[Scilab-users] Optim & NelderMead use [closed]

Pierre Vuillemin contact at pierre-vuillemin.fr
Mon Jan 16 11:03:11 CET 2017


Hi Paul,

You should be careful when using the square root function as it is not
differentiable at 0 (cf the attached file which illustrates this point
in your case). This will leads to issues and prevent optim from "really"
(in a sound way) converging towards the solution. 

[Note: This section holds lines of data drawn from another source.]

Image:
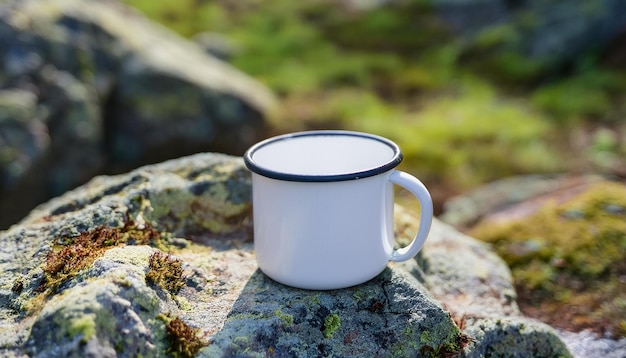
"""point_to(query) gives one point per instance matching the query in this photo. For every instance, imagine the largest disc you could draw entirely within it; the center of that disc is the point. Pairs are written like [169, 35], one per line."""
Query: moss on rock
[568, 259]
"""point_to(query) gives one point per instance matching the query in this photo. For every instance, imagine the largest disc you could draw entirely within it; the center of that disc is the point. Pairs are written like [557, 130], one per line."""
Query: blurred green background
[465, 109]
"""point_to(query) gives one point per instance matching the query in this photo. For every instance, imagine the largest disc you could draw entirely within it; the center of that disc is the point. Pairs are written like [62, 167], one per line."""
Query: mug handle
[415, 187]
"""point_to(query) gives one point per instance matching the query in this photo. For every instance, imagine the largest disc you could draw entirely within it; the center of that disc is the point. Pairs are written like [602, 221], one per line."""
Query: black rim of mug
[255, 168]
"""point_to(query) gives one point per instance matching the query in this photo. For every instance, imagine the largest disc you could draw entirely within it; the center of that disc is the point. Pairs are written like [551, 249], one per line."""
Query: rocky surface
[127, 265]
[539, 225]
[88, 87]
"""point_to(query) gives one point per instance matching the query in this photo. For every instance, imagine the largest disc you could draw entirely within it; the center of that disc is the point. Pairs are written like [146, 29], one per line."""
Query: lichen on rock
[111, 305]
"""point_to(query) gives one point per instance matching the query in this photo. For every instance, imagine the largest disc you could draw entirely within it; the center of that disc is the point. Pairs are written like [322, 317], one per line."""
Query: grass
[464, 112]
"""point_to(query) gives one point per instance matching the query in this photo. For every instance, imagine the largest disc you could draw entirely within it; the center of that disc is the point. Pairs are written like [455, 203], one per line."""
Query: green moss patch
[184, 340]
[71, 255]
[165, 271]
[569, 260]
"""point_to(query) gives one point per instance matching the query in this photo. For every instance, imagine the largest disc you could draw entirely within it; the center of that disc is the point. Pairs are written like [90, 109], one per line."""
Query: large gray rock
[76, 280]
[104, 90]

To address the issue, you can 

- reformulate your objective function so that it is smooth near the
solution (you will still have an issue at 0 where g is not
differentiable though), 

- use order 0 methods (still, some of them might fail on non-smooth
optimisation problems as the minimum might be very "narrow") 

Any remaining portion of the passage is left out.